With an eye to unravel genealogy, Paul has been composing family charts as it seems everyone married their cousins in the shetl years back, resulting in Shirley’s and her daughter Carol’s assault by Chrome’s disease; and in my mother’s family, a neurological disorder termed Essential Tremor. And likely my father’s asthma had its routes that travelled from cousin to cousin threaded and replicated in the cohabiting DNA strands that united them.
At the shiva, I was fortunate to be chatting with Paul, for I caught the maintained one-upmanship between our sisters ( does it ever end?) nearby of “ What does your son/daughter do now) and I was glad for a conversation of books and travels with Paul. I can easily play the successful child game, but it bores me. It speaks not to who we are, but what we have/possess: children and their accomplishments as indications of a satisfying and valuable life worthy of bragging and envy of the other… Shades of Shirley and Marion?

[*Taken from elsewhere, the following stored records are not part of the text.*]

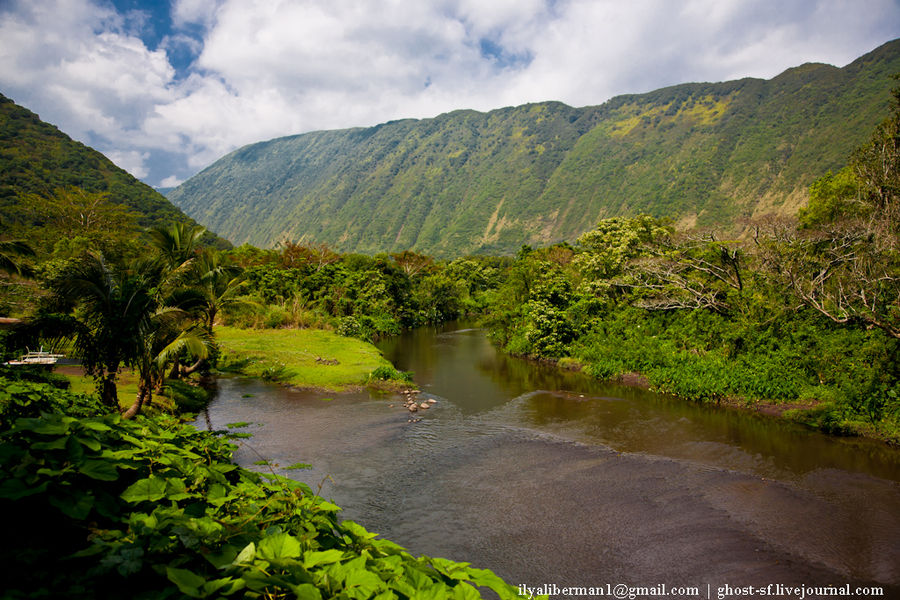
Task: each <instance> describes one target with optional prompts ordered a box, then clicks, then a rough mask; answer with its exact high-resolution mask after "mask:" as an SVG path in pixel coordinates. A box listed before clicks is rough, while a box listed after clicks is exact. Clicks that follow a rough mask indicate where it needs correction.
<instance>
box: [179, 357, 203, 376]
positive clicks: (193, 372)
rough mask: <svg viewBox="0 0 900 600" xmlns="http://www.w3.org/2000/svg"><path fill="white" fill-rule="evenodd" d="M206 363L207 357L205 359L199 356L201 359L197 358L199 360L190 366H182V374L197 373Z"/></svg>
mask: <svg viewBox="0 0 900 600" xmlns="http://www.w3.org/2000/svg"><path fill="white" fill-rule="evenodd" d="M205 364H206V359H205V358H199V359H197V362H195V363H194V364H192V365H191V366H190V367H182V368H181V374H182V375H190V374H191V373H196V372H197V371H199V370H200V368H201V367H203V366H204V365H205Z"/></svg>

On the way home from Shirley’s shiva, I remarked to my sister, “I remember so and so, when… “ and I recounted a particular narrative that had assumed a spot in my childhood fables of who I was as a child in our extended family. Then I reflected that often we are defined by others by certain past moments, thin threads of remembrances that are frozen in our heads for some reason. Usually it is a sad, downtrodden or embarrassing revelations. Maybe it is schadenfreude. That memory does not persist to discredit any future activities, but serves to point out- for me- a frozen interchange or observation that is returned to whenever our thoughts pass over the countenance of that person from years back. We never stop to ponder that one single interaction should not assume symbolic proportions because we have alighted upon it –with joy or dread or wonder. It is a single thread of tapestry.

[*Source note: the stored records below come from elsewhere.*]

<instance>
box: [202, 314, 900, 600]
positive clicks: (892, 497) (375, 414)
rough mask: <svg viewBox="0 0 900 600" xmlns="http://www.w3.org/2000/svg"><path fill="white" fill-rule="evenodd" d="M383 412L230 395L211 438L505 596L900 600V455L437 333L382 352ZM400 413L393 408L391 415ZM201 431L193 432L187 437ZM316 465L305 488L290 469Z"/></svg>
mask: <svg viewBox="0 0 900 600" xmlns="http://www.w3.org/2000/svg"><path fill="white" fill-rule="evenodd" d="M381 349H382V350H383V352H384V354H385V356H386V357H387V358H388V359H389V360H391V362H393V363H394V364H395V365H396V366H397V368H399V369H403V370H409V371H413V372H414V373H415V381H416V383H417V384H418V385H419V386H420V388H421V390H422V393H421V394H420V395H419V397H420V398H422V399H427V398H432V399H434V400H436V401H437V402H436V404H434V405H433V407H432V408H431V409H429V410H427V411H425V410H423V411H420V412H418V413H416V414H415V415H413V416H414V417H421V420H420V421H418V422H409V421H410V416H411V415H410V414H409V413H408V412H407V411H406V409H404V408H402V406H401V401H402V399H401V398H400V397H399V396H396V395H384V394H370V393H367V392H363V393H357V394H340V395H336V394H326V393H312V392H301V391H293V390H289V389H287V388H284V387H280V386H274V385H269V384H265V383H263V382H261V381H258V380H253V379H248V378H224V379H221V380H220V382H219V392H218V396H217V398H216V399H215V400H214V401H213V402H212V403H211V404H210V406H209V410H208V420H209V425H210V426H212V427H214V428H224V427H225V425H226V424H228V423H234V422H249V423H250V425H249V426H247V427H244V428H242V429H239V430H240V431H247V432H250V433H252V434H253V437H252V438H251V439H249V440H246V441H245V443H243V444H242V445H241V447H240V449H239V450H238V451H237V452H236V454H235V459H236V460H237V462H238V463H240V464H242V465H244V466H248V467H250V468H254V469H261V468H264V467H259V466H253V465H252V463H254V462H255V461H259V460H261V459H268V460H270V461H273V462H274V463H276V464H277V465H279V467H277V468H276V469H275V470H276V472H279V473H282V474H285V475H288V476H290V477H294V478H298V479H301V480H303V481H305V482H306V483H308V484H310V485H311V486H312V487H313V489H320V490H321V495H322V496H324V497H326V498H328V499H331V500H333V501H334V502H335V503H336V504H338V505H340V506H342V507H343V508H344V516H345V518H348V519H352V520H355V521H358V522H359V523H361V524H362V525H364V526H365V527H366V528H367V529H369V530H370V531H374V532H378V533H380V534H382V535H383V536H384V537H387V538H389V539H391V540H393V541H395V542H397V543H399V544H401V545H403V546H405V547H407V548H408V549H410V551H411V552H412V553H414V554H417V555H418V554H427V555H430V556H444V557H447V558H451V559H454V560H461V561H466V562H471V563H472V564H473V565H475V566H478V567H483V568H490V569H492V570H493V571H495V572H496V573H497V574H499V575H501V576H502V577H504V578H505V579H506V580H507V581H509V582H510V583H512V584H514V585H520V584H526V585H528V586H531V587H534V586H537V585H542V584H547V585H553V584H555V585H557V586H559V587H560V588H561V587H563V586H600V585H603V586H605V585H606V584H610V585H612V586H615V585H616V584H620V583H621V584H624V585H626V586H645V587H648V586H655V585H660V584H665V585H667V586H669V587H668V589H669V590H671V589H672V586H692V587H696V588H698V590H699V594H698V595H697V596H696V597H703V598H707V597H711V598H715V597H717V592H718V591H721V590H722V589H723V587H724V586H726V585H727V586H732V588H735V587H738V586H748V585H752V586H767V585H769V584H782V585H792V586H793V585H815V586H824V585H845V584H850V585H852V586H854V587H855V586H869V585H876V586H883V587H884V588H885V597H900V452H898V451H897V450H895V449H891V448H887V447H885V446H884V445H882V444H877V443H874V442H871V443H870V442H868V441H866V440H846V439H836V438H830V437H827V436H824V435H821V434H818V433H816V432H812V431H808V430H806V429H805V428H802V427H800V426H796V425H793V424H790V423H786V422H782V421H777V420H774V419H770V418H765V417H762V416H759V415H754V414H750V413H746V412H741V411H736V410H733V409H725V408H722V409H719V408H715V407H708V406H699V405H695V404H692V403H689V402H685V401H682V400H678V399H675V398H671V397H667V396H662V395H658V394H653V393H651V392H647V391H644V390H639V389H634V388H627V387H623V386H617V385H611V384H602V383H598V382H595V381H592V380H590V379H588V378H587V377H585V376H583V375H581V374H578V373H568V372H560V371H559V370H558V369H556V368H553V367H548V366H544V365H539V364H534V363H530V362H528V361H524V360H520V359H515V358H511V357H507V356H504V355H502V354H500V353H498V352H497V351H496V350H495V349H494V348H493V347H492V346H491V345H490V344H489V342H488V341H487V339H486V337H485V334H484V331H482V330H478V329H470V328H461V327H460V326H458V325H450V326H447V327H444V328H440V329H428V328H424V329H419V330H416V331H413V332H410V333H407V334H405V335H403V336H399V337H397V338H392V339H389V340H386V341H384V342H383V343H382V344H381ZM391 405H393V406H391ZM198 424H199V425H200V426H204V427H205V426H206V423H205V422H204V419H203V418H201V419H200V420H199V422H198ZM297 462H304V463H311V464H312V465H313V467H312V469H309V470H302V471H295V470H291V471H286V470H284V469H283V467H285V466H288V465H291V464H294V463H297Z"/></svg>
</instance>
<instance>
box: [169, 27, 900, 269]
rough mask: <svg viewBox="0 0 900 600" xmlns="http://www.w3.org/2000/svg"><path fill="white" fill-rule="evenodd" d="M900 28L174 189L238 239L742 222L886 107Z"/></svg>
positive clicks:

But even so, as these stories offer glimpses into ourselves as children, the picture offers only single strands, individual stars to provoke jealousy or suggest affection. Perhaps I am overly sensitive as to me the Jon and Paul recollection assumes the old pissing game of who shoots the furthest.
Maybe when the immigrants came over, they felt they had to re-establish their sense of self through material possessions or the possibility of renewal and upward mobility through their children. And we hold on to diffuse memories exaggerated at the sake of all the other days and encounters by the cousins.
What strikes me most strongly at these get togethers, ostensibly sad ones such as a shiva are my cousins. Some are people I feel I could have shared real relationships with had I encountered them in university or work, exchanging ideas, smiles and easy conversations. And I think that perhaps if like my father’s cousins, they had been crowded into houses next door to one another, we might have naturally skipped rope or thrown balls with them, easy access to friends who just happened to be our relatives. And I am fascinated by the trajectory in the family, noting the talents and trends that have budded: writers and doctors on one side; social workers and lawyers on the other.
I think it can be rather rewarding to be in a quiet room and surprisingly, experience kinship even when you are related to the people sitting next to you. Not the music of the Beatles, but sweet and provocative, anyway.